Éventuels aspects de fraude : RUAG MRO

RUAG MRO Holding AG

L'essentiel en bref

En réponse aux irrégularités constatées lors de l’achat de 100 chars Leopard 1 et à la procédure pénale qui se déroule actuellement en Allemagne au sujet de l’affaire des pièces de rechange des chars Leopard 2, le conseil d’administration de RUAG MRO Holding SA (RUAG MRO) a mandaté en août 2023 le cabinet d’avocats Niederer Kraft Frey (cabinet NKF) pour mener une enquête de grande envergure.

Le fait que le mandat d’enquête ait été donné par RUAG MRO, qui est impliquée directement dans l’affaire, est propre à faire naître un risque de partialité. C’est pourquoi la Délégation des finances des Chambres fédérales (DélFin) a chargé le Contrôle fédéral des finances (CDF) de procéder à une évaluation indépendante des aspects susceptibles de relever d’agissements frauduleux de la part de RUAG MRO lors des transactions concernant les chars Leopard 1 et 2.

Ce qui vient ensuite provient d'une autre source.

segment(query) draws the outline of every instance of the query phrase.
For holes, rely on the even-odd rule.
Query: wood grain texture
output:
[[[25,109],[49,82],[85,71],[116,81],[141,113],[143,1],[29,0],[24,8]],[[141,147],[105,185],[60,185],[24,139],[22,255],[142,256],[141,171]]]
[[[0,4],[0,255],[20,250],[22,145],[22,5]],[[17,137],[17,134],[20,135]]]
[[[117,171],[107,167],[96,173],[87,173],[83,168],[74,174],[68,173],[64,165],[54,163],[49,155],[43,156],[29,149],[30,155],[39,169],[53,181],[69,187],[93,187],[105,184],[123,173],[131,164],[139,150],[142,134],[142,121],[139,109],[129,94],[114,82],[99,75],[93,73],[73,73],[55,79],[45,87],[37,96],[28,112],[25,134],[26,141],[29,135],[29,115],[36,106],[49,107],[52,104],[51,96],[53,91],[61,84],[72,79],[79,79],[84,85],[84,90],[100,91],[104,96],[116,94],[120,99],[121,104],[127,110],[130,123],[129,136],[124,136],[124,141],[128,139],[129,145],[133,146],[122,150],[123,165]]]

Le CDF a décidé de s’appuyer sur l’enquête menée actuellement par le cabinet NFK pour répondre aux questions que lui a posées la DélFin. Une convention tripartite a été conclue entre les parties (CDF, cabinet NFK et conseil d’administration de RUAG MRO) afin de réglementer leur collaboration. Cette convention assure notamment au CDF d’être impliqué étroitement dans le rôle de donneur d’ordre et lui permet de garantir l’indépendance de l’enquête menée par le cabinet NKF. De son côté, le conseil d’administration de RUAG MRO a renforcé l’indépendance interne en déléguant le mandat d’enquête à la présidente du comité d’audit et de gestion des risques. Enfin, le rapport du CDF à la DélFin offre une grande transparence sur les résultats de l’enquête, et la procédure choisie permet d’éviter les doublons et les coûts supplémentaires.

L’enquête du cabinet NFK est complexe et durera un certain temps. Il manque encore d’importants fichiers de données et des entretiens doivent encore être menés à ce sujet avec certaines personnes revêtant un intérêt pour l’enquête. Ainsi, pour l’heure, en raison d’enjeux juridiques, les données de la filiale allemande RUAG GmbH n’ont pas pu être récupérées et l’Office fédéral de l’informatique (OFIT), mandaté pour le traitement des données, n’a pas pu décrypter la totalité des courriels. Les résultats présentés ci-après sont donc intermédiaires et susceptibles de changer. Néanmoins, il existe, au moment de conclure le présent rapport,

soit au 23 décembre 2024, suffisamment d’éléments laissant soupçonner des cas de fraude. Ces éléments impliquent au moins un ancien cadre qui exerçait une double fonction dans le groupe, travaillant à la fois pour RUAG MRO et pour RUAG GmbH. De graves manquements et défaillances organisationnels ont en effet été constatés au sein de l’ancienne RUAG Holding SA, de RUAG MRO et de RUAG GmbH. Le conseil d’administration de RUAG MRO a pris des premières mesures sur la base des résultats intermédiaires de l’enquête. Le CDF n’en a pas tenu compte dans le présent rapport.

Selon l’évaluation du matériel, les dommages financiers résultant des cas connus jusqu’à présent pourraient s’élever à plusieurs dizaines de millions de francs, étant précisé qu’il s’agit là d’une estimation du CDF. Ces pertes potentielles découlent notamment de ventes de matériel réalisées à des prix nettement inférieurs à ceux du marché, de transactions ne se justifiant pas économiquement effectuées au détriment de l’entreprise, d’éventuelles prétentions d’indemnisation pour l’inexécution des engagements de livraison ainsi que d’amendes et d’arriérés de TVA sur les activités commerciales en Italie. Si l’on prend en compte les coûts du traitement interne et externe de ces cas et ceux liés à l’atteinte à la réputation, le dommage financier total est nettement plus élevé, mais non chiffrable.